I am about to write a message protocol going over a TCP stream. The receiver needs to know where the message boundaries are.

I can either send 1) fixed length messages, 2) size fields so the receiver knows how big the message is, or 3) a unique message terminator (I guess this can't be used anywhere else in the message).

I won't use #1 for efficiency reasons.

I like #2 but is it possible for the stream to get out of sync?

I don't like idea #3 because it means receiver can't know the size of the message ahead of time and also requires that the terminator doesn't appear elsewhere in the message.

With #2, if it's possible to get out of sync, can I add a terminator or am I guaranteed to never get out of sync as long as the sender program is correct in what it sends? Is it necessary to do #2 AND #3?

Please let me know.

Thanks, jbu

回答1:

You are using TCP, the packet delivery is reliable. So the connection either drops, timeouts or you will read the whole message. So option #2 is ok.

回答2:

I agree with sigjuice. If you have a size field, it's not necessary to add and end-of-message delimiter -- however, it's a good idea. Having both makes things much more robust and easier to debug.
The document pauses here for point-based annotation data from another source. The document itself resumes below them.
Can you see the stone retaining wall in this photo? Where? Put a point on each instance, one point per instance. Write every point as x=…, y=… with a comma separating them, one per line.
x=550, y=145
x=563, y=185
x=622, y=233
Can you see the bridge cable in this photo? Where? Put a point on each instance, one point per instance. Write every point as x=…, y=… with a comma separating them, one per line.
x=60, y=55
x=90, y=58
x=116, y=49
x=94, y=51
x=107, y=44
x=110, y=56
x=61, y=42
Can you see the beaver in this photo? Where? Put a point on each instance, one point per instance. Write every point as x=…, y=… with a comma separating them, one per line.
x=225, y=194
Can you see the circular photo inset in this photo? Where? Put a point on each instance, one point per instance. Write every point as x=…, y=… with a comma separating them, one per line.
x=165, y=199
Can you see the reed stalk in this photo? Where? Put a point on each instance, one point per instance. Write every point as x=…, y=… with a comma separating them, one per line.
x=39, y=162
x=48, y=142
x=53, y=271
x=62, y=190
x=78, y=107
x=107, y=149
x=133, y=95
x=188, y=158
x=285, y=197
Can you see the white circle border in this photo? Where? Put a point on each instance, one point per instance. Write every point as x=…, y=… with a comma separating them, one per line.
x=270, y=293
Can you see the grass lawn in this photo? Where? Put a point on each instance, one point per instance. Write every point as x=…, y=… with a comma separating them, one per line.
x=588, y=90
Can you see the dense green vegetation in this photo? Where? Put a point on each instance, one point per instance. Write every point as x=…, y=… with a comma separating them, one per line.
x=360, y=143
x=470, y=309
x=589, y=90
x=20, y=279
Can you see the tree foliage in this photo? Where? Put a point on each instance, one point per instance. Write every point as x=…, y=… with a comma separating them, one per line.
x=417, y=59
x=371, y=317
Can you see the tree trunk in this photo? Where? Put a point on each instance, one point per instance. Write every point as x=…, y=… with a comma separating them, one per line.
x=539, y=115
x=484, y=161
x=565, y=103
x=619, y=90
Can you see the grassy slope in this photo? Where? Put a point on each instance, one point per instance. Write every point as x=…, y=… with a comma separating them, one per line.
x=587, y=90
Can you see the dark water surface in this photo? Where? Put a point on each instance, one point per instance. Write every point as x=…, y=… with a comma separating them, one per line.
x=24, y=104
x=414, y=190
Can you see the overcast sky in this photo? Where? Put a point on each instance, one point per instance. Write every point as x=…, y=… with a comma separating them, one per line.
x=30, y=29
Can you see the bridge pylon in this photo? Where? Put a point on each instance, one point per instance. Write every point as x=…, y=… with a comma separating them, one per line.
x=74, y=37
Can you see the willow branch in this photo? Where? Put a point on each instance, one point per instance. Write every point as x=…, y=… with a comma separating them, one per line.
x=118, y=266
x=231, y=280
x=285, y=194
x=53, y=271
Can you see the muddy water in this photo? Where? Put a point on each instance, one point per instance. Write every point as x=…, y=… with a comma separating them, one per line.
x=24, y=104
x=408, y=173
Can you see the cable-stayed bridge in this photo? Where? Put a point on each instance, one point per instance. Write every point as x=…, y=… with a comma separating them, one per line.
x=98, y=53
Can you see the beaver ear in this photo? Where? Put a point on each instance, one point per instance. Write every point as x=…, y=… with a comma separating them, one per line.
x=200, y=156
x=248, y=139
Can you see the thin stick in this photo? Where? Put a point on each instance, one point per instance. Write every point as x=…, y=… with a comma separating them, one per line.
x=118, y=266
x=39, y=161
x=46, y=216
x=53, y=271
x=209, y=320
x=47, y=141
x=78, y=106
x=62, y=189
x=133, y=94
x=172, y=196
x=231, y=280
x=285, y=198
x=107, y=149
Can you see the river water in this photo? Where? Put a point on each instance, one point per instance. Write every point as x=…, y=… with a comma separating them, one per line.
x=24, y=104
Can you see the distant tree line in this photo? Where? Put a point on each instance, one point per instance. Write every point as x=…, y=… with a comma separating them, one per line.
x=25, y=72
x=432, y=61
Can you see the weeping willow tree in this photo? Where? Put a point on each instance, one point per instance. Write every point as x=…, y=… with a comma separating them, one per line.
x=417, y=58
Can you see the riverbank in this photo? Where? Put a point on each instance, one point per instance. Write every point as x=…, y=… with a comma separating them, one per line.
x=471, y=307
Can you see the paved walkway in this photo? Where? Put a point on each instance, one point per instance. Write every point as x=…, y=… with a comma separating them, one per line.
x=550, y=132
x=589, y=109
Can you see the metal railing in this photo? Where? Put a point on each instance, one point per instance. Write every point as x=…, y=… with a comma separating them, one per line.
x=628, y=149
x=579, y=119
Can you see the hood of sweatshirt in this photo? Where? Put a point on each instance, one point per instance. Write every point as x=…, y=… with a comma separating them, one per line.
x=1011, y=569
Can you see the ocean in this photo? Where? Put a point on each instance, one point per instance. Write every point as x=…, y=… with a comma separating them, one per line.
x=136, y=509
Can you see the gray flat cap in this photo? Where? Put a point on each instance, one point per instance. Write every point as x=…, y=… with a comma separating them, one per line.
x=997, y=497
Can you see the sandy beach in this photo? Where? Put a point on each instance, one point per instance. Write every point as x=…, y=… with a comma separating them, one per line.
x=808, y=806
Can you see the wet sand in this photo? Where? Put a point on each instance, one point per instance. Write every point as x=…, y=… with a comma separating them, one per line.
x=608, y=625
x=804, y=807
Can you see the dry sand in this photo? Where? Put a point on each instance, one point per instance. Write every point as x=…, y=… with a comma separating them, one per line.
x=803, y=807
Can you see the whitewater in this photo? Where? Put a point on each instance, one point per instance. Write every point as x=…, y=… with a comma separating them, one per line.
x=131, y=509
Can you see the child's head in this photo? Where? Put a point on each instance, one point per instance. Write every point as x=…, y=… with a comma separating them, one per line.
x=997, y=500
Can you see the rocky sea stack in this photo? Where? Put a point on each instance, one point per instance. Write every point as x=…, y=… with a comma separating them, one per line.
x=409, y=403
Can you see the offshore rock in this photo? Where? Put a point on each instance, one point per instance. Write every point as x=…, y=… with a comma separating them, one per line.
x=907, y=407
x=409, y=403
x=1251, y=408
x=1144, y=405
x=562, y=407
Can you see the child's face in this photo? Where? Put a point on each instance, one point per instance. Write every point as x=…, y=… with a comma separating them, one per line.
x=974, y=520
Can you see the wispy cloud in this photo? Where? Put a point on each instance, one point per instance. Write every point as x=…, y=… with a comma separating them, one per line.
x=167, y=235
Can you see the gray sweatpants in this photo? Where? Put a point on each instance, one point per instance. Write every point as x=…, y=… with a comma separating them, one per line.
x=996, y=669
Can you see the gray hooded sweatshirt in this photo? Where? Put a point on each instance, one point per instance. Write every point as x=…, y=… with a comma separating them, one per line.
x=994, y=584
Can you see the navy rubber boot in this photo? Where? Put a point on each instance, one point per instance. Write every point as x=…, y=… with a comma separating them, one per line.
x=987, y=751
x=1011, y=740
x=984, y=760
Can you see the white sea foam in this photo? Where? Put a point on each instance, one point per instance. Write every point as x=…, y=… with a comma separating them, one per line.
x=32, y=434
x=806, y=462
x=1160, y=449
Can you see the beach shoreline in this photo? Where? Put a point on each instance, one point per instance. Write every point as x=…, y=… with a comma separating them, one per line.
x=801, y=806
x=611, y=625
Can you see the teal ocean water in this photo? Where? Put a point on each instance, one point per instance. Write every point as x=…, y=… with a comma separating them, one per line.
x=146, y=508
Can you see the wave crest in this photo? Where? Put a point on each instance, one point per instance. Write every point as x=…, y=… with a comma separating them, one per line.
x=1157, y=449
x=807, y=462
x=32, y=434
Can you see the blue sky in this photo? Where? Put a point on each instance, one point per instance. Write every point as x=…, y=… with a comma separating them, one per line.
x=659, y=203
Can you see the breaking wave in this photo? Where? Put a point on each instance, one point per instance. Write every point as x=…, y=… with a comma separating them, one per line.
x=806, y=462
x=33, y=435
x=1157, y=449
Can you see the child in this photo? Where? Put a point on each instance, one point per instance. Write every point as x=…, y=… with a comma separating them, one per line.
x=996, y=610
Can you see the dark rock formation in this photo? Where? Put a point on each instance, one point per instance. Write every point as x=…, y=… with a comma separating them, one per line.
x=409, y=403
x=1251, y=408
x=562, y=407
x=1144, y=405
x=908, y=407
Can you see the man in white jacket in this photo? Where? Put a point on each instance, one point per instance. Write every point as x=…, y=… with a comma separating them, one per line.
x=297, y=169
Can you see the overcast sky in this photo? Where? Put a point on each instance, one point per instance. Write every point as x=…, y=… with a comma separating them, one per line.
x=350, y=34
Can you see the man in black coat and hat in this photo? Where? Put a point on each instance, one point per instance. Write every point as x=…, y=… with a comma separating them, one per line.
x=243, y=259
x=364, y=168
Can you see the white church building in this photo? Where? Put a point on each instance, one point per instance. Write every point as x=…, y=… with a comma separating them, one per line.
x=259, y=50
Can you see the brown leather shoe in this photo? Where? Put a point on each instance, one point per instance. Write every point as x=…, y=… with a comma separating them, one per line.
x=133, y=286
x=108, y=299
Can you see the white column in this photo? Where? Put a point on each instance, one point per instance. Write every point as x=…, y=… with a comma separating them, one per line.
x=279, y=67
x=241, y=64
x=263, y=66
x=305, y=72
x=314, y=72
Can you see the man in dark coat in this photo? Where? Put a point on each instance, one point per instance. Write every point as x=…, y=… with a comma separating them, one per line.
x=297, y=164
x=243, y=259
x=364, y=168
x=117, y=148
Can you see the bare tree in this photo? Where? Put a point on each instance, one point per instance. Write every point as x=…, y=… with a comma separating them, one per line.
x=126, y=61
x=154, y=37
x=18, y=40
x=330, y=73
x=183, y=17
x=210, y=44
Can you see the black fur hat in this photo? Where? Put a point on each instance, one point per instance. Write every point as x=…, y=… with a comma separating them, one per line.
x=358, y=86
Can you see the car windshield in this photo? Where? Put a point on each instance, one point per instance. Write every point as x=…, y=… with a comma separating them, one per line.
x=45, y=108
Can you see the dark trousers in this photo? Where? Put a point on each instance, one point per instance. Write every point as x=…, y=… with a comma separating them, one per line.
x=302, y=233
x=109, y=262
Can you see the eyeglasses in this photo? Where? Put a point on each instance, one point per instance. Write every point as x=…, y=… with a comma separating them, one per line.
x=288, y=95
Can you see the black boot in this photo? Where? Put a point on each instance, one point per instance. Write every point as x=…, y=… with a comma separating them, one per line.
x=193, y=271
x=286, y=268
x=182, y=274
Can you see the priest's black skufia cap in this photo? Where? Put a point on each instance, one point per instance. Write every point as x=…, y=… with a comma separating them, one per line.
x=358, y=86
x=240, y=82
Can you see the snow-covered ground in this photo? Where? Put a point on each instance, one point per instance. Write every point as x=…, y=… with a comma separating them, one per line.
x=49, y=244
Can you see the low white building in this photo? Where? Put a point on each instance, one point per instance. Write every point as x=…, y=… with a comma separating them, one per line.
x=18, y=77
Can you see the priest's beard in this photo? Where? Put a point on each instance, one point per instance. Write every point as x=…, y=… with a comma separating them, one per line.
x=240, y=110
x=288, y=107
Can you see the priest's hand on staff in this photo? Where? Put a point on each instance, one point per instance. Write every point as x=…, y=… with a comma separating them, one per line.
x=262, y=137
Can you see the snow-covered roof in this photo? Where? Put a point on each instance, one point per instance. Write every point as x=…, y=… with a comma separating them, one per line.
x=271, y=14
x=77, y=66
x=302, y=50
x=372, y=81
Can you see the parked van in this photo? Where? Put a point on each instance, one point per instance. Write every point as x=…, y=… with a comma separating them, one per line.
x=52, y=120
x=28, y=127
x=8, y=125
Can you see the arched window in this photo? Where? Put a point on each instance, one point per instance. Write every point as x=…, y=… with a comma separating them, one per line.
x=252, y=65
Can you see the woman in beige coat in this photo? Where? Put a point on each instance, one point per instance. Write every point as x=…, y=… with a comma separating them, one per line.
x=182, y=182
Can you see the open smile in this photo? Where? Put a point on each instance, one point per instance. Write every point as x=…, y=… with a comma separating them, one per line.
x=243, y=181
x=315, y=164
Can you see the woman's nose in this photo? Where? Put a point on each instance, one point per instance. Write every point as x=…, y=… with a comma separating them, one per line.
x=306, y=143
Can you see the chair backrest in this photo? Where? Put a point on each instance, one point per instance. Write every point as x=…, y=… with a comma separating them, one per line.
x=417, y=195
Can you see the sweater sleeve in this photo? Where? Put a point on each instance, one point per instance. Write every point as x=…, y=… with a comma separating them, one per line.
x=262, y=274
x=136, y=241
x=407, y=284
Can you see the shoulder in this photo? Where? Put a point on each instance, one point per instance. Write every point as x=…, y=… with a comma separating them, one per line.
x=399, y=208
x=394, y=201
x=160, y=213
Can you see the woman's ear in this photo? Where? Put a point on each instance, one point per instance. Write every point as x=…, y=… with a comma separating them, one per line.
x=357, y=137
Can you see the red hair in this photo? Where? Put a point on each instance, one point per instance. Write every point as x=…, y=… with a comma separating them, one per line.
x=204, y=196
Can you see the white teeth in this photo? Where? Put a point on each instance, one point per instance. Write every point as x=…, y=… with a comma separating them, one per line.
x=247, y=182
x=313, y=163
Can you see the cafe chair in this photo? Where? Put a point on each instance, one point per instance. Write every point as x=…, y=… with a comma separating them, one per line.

Consider using the standard netstring format, which includes both a size field and also a end-of-string character. Because it has a size field, it's OK for the end-of-string character to be used inside the message.

回答3:

Depending on the level at which you're working, #2 may actually not have an issues with going out of sync (TCP has sequence numbering in the packets, and does reassemble the stream in correct order for you if it arrives out of order).

Thus, #2 is probably your best bet. In addition, knowing the message size early on in the transmission will make it easier to allocate memory on the receiving end.

回答4:

Interesting there is no clear answer here. #2 is safe over TCP no matter what, and is done "in the real world" quite often. This is because TCP guarantees that all data arrives both uncorrupted and in the order that it was sent, so there is no possibility that a correct implementation could get out of sync.

回答5:

If you are developing both the transmit and receive code from scratch, it wouldn't hurt to use both length headers and delimiters. This would provide robustness and error detection. Consider the case where you just use #2. If you write a length field of N to the TCP stream, but end up sending a message which is of a size different from N, the receiving end wouldn't know any better and end up confused.

If you use both #2 and #3, while not foolproof, the receiver can have a greater degree of confidence that it received the message correctly if it encounters the delimiter after consuming N bytes from the TCP stream. You can also safely use the delimiter inside your message.

Take a look at HTTP Chunked Transfer Coding for a real world example of using both #2 and #3.